Prendre une décision est un acte complexe qui n’est pas à la portée de tous. Il faut savoir agir même lorsque tous les indicateurs ne sont pas parfaitement alignés. Il est inutile d’attendre le meilleur moment pour investir, ce meilleur n’existe pas ! et ce n’est qu’après coup que vous vous direz à si j’avais su …

Il est alors indispensable de réussir à prendre une décision, à vous lancer même si au fond de vous vous douter. Ce doute, c’est justement la justification du retour sur investissement élevé, c’est le risque. Rechercher l’investissement dans lequel vous n’auriez aucun doute sur la bonne fin, c’est attendre éternellement ou alors croire que l’épargne peut être source d’enrichissement.

Epargner, c’est attendre, c’est accumuler de l’argent sur le fonds euros de votre assurance-vie, sur vos PEL ou autres compte chèque, et se contenter d’attendre que cet argent se dévalue faute d’être capable de l’utiliser pour l’investir dans un actif capable de générer un flux pérenne à long terme.

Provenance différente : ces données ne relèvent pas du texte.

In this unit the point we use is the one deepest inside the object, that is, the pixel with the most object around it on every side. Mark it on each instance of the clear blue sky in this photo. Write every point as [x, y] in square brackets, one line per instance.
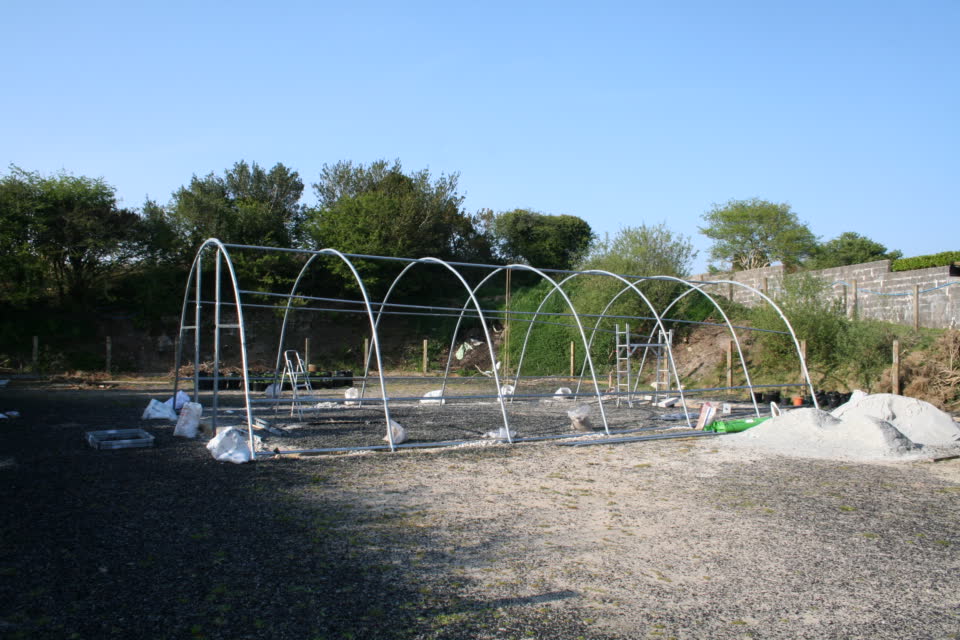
[620, 113]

Investir, au contraire, c’est être capable d’utiliser votre argent accumulée (=épargne) pour devenir propriétaire d’un actif dont l’exploitation qui génèrera un flux pérenne à long terme. Dans cette définition de l’investissement, tous les mots ont leur importance :

Propriétaire = Investir, c’est donc dépenser son argent pour acheter quelque chose ; C’est transformer une masse d’argent épargnée, accumulée, pour devenir propriétaire d’un actif ;

Actif = Cet actif pourra être matériel ou immatériel. Il pourra s’agir d’acheter un bien immobilier, une terre agricole, une forêt, une voiture, un garage, mais aussi, d’une action, d’une part dans une entreprise, de l’acquisition d’un fonds de commerce à défaut de créer une boutique en ligne, d’un brevet …

Exploitation = C’est l’exploitation de cet actif qui permettra de générer un flux pérenne et donc qui apportera de la valeur à votre investissement ; Ce flux pourra être financier ou non ; Il pourra simplement s’agir d’économiser un loyer ou loger sa famille pour l’acquisition d’une résidence principale ou secondaire ; Loger une autre famille par l’immobilier locatif, créer un fonds de commerce en mettant en place une chambre d’hôtes et autre location saisonnière, mais aussi confier l’exploitation des actifs à un tiers via l’acquisition de parts d’entreprises ou d’actions ;

Flux perenne = C’est la capacité à générer un flux à long terme qui permet d’assurer une valeur élevé à l’investissement. Plus le doute est élevé sur la durabilité du flux ou sur les moyens à mettre en œuvre pour le maintenir, moins l’investissement aura une valeur élevé car la rentabilité devra être supérieure. Par exemple, c’est cette raison qui explique le différentiel de rendement entre l’immobilier patrimonial et l’immobilier de rendement (cf »La différence entre l’investissement immobilier de rendement et l’immobilier patrimonial ! »). Le raisonnement est le même pour l’acquisition d’une action ou de parts d’une entreprise : Plus la visibilité sur le modèle économique de l’entreprise est élevé, plus le prix de l’action est élevé, et donc sa rentabilité pour l’actionnaire faible (cf »Réussir son investissement c’est comprendre la différence entre le prix et la valeur« )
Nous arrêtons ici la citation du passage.